La fórmula no es casual. Flick lleva tres temporadas en el banquillo culé y asegura conocer perfectamente el pulso del grupo. Yo elijo a dos capitanes y el vestuario a tres, llevamos tres años y sabemos cómo es el vestuario, explicó el entrenador, dejando claro que la decisión responde a un conocimiento acumulado del ambiente interno, no a un capricho de última hora.
Llama la atención que Lamine Yamal, apenas un adolescente que sigue deslumbrando en La Masia y en la selección española, aparezca ya entre los líderes designados por sus propios compañeros.
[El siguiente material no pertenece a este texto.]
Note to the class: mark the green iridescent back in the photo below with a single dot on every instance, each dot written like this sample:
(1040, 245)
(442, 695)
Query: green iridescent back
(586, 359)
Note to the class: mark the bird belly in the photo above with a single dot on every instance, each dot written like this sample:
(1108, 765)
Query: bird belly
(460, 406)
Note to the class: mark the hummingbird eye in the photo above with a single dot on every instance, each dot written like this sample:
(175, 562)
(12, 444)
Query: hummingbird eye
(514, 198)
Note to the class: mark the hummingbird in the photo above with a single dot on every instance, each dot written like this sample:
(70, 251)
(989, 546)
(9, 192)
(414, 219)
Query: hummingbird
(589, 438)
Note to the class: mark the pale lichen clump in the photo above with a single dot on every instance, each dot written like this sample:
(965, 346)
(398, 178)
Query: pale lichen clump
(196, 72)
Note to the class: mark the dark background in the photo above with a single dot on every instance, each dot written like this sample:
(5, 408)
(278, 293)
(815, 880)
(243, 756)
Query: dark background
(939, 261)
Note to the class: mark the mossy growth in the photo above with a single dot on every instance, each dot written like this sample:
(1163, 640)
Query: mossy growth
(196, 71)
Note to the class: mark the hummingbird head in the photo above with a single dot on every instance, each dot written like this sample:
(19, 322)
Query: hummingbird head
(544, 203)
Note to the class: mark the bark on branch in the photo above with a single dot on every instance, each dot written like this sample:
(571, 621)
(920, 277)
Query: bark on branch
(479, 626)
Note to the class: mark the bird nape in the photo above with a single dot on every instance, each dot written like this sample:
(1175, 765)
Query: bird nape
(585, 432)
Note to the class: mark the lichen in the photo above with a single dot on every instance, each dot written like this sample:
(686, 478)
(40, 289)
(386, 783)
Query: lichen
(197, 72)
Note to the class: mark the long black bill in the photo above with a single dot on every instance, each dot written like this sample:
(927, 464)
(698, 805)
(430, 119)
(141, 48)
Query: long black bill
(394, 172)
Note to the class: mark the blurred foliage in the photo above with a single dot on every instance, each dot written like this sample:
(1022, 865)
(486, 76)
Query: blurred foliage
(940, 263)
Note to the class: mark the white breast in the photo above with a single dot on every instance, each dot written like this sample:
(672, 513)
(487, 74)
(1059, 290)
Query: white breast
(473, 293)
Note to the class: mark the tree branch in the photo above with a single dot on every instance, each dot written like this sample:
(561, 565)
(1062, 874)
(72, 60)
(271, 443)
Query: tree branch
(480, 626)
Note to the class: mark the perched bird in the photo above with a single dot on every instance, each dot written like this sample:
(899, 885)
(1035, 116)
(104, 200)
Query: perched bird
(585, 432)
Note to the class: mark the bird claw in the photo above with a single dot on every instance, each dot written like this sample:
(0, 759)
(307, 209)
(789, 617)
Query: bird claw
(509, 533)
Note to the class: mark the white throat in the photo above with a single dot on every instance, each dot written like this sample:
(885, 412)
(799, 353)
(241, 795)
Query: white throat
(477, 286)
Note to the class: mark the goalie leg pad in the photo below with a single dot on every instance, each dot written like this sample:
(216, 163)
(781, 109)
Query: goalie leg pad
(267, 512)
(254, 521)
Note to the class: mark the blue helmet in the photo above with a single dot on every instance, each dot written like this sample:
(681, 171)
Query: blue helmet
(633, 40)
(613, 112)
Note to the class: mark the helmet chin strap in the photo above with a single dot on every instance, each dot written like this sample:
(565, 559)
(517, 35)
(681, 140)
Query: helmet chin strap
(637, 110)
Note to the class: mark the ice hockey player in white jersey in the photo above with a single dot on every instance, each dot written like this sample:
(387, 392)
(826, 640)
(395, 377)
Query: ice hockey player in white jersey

Es una señal de cómo el vestuario valora el peso específico del canterano pese a su corta edad, algo que dice mucho del respeto que se ha ganado dentro del grupo en tan poco tiempo.
El otro gran tema que atraviesa el discurso de Flick es la política de fichajes trazada junto a Deco. El director deportivo portugués ha priorizado la llegada de refuerzos internacionales, lo que ha implicado sacrificar oportunidades para varios talentos de la cantera. Flick no esconde el conflicto emocional que esto le genera: no es fácil para mí ver a jugadores de la Masia y apostar por otros de fuera, pero queremos ganar títulos, admitió, en una frase que resume la tensión permanente entre identidad histórica y ambición inmediata en el Camp Nou.
Esta filosofía se refleja también en la apuesta por Gabriel Jesus, el delantero brasileño que empieza a sumar minutos tras su fichaje. El cuerpo técnico confía en que el exjugador del Arsenal recupere su mejor nivel entrando desde el banquillo en los segundos tiempos, una estrategia progresiva para integrarlo sin forzar los tiempos de adaptación.
Para Flick, el objetivo final justifica cada decisión, por polémica que parezca. Lo importante es ganar y llevarnos títulos, la calidad de la plantilla es top, sentenció, dejando en claro que tanto la reestructuración de capitanes como la política de fichajes responden a una misma lógica: construir un Barça competitivo a cualquier costo, incluso si eso significa relegar a jóvenes canteranos o redistribuir el liderazgo tradicional del vestuario.
La pregunta que queda flotando es si este equilibrio entre autoridad del entrenador y democracia interna del vestuario podrá sostenerse cuando lleguen los primeros resultados adversos de la temporada.